La rotación trienal no permitía, en zonas
menos fértiles, que los suelos descansaran lo suficiente; para aumentar el
rendimiento hubiera sido nece-
sario abonar la tierra, pero el abono -el
estiércol- resultaba insuficiente. Para obtener mayor cantidad de abono hubiera
sido necesario aumentar el número de animales. Pero esto resultaba muy difícil
para las comunidades rurales pequeñas, por la imposibilidad de alimentarlo:
aumentar los campos de pastura significaba reducir los campos de cereales.

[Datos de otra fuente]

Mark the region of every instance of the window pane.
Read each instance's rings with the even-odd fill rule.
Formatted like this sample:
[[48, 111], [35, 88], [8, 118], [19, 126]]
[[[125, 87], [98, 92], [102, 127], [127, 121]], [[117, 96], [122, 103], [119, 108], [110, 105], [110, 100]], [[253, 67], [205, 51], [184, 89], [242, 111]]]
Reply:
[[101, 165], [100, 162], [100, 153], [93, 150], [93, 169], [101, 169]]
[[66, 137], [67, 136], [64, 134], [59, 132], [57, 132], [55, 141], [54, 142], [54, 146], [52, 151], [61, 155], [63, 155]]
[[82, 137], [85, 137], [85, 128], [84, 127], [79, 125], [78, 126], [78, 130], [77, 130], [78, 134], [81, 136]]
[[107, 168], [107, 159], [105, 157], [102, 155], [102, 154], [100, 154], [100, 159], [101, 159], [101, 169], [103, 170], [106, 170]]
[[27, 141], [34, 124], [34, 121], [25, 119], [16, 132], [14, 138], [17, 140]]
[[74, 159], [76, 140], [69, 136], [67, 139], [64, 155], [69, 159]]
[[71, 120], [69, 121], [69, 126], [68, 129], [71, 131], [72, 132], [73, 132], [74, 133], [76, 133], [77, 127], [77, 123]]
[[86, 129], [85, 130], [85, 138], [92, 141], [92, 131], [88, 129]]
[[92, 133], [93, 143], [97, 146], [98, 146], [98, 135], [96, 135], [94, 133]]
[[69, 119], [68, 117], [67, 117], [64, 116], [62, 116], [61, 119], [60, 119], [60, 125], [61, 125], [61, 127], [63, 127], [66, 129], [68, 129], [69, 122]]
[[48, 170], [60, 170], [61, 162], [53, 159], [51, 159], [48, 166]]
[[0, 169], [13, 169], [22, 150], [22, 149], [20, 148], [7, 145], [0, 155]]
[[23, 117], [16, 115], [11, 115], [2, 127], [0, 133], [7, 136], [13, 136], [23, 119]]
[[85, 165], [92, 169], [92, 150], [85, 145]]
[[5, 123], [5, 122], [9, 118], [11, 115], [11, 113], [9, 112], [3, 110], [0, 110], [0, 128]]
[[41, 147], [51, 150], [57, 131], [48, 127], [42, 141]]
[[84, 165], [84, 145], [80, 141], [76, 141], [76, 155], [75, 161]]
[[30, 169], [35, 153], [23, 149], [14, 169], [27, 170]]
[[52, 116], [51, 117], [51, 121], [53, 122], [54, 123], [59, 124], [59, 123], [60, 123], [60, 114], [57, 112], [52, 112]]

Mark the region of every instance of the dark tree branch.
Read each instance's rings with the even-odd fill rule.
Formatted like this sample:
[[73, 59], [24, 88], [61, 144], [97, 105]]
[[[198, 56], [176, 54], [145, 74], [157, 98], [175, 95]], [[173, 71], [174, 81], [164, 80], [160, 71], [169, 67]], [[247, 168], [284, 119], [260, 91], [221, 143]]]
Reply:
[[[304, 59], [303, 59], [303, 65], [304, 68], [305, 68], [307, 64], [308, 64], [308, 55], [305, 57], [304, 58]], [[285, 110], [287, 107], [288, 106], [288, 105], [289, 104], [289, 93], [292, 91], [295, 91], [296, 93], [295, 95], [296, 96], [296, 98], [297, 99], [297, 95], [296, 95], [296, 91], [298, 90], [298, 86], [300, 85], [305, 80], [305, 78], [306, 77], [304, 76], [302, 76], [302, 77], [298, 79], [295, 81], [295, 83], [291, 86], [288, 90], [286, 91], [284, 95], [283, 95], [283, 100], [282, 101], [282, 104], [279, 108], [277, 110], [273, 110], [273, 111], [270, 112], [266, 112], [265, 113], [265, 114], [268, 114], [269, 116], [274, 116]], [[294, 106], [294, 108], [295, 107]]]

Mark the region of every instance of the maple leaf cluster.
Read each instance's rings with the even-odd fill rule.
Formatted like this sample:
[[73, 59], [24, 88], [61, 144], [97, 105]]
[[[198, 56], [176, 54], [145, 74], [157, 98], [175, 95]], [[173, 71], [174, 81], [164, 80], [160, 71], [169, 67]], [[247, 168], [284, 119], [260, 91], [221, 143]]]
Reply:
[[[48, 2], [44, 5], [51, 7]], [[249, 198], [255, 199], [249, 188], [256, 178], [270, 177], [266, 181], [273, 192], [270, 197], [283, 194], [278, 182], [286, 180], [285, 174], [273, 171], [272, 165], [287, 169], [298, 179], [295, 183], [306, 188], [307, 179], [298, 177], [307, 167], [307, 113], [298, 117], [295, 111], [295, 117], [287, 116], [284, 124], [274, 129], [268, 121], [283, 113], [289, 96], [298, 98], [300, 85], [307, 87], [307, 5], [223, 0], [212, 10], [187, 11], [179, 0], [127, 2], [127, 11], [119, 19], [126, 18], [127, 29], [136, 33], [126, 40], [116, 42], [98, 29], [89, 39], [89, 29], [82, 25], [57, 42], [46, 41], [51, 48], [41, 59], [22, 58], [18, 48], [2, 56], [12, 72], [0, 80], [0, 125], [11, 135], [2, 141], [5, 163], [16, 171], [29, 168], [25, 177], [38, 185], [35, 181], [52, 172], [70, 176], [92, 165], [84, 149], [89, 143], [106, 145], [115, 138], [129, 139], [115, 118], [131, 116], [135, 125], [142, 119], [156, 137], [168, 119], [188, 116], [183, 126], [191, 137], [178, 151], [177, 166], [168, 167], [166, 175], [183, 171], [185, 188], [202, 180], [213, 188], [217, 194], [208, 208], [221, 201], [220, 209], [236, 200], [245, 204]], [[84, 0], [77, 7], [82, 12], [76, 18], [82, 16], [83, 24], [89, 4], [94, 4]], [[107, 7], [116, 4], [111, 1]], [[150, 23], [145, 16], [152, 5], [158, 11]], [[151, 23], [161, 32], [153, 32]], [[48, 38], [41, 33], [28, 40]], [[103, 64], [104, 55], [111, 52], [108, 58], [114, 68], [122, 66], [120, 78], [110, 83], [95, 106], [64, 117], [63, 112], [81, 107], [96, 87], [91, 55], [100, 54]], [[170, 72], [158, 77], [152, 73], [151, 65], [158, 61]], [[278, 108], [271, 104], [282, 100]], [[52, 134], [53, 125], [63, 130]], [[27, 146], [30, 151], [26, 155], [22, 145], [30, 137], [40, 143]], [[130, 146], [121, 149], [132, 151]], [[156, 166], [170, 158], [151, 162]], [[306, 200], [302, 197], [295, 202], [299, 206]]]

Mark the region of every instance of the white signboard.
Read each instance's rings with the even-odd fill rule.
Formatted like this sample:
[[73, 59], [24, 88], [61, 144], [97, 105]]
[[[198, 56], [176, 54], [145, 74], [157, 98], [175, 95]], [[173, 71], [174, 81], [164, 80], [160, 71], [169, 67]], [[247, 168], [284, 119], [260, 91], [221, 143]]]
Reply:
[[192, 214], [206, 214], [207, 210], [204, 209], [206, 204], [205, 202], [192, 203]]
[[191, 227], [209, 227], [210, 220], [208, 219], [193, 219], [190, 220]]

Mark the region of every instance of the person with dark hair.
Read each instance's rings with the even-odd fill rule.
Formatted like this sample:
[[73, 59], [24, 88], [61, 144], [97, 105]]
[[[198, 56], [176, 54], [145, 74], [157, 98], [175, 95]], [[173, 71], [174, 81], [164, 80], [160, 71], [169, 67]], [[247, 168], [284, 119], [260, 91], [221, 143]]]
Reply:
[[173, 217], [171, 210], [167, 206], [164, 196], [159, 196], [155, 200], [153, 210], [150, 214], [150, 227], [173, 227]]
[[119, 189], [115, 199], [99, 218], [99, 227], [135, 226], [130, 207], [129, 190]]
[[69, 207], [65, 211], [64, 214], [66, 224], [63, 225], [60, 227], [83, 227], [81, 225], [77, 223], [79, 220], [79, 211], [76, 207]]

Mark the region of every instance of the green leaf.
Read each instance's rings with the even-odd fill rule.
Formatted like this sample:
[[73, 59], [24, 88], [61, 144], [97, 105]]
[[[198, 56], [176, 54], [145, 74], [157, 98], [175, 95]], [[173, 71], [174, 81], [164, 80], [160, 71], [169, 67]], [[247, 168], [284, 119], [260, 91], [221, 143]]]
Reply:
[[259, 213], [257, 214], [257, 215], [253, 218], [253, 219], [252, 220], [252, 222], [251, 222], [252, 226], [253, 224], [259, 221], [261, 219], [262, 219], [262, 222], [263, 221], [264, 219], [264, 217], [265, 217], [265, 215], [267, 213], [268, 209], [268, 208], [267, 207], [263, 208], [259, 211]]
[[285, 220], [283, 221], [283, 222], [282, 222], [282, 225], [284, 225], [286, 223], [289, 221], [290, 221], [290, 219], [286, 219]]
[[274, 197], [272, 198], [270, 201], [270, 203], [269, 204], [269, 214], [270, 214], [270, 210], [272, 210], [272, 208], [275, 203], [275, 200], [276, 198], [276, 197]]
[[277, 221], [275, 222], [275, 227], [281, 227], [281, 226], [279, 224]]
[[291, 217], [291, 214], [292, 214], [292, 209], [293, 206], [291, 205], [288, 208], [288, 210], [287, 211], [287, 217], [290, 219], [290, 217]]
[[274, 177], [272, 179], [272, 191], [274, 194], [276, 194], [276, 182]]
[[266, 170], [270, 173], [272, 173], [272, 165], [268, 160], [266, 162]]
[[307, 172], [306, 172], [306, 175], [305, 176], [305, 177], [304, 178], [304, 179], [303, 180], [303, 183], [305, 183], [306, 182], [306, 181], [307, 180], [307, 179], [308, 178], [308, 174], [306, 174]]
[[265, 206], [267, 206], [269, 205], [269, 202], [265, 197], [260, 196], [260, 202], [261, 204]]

Dicho de otra manera, la alimentación del ganado era incompatible con la
alimentación humana. A esto se sumaban otros problemas, el desmonte intensivo
(sobre todo después que se comenzó a aplicar la sierra hidráulica) determinó la
falta de madera, pero además el agua no contenida por los bosques destruyó las
capas arables superficiales. En síntesis, los cultivos disminuyeron.
Dentro de las
manufacturas, básicamente en la textil, también comenzaron a registrarse
dificultades. Es cierto que en este sector las técnicas habían continuado
desarrollándose, pero las prescripciones de los gremios muchas veces prohibían
emplearlas. Fue el caso, por ejemplo, del torno de hilar. Estas medidas no eran
sólo producto de una mentalidad conservadora, deseosa de mantener la calidad
del producto, sino que atendían al carácter limitado de sus mercados. La
introducción de técnicas podía aumentar la producción generando una crisis de
sobreproducción, con la consiguiente caída de los precios.
También se detuvo
la expansión a la periferia. Por ejemplo, los señores alemanes detuvieron su
expansión en Lituania; en los reinos españoles, la frontera con los musulmanes
se mantuvo durante dos siglos en el reino de Granada. También el movimiento de
las Cruzadas llegó a su fin después del fracaso del efímero Imperio latino en
Oriente, y la caída de San Juan de Acre (1291) puso fin a la aventura. Se había
cerrado la etapa de los largos viajes: el mismo título de la obra de Marco
Polo, el Libro de las Maravillas, era explícito del carácrer excepcional
de su expedición (1271-1295). Junto con los viajes, se redujo la actividad
comercial: las ciudades del Hansa redujeron su área de influencia y las ferias
de Champagne entraban en decadencia (1300) mientras eran reemplazadas por otras
vías secundarias.
Esta reducción
comercial también se vinculó con la escasez de moneda, con la falta de
metálico. En efecto, los monarcas comenzaban -como veremos- a recuperar su
poder e intentaban levantar sus reinos. Pero para ello necesitaban metálico:
necesitaban pagar ejércitos que se impusiesen a las autonomías feudales,
necesitaban pagar una burocracia que organizara el Estado. Para esto
recurrieron en gran escala a los préstamos, lo que provocó la crisis de varios
banqueros -como el caso de los Bousignori en 1297-; pero también, para aumentar
la masa monetaria, los reyes comenzaron a acuñar moneda con distintas
aleaciones, lo que produjo devaluación y problemas de inflación que
repercutieron en la inseguridad de las transacciones comerciales.
Todos estos
síntomas se acentuaron en el curso del siglo XIV. Sin duda, el más grave fue la
disminución de la superficie cultivada (que obligó a algunas ciudades italianas
a importar cereales de Danzig), que demostraba la fragilidad de la economía.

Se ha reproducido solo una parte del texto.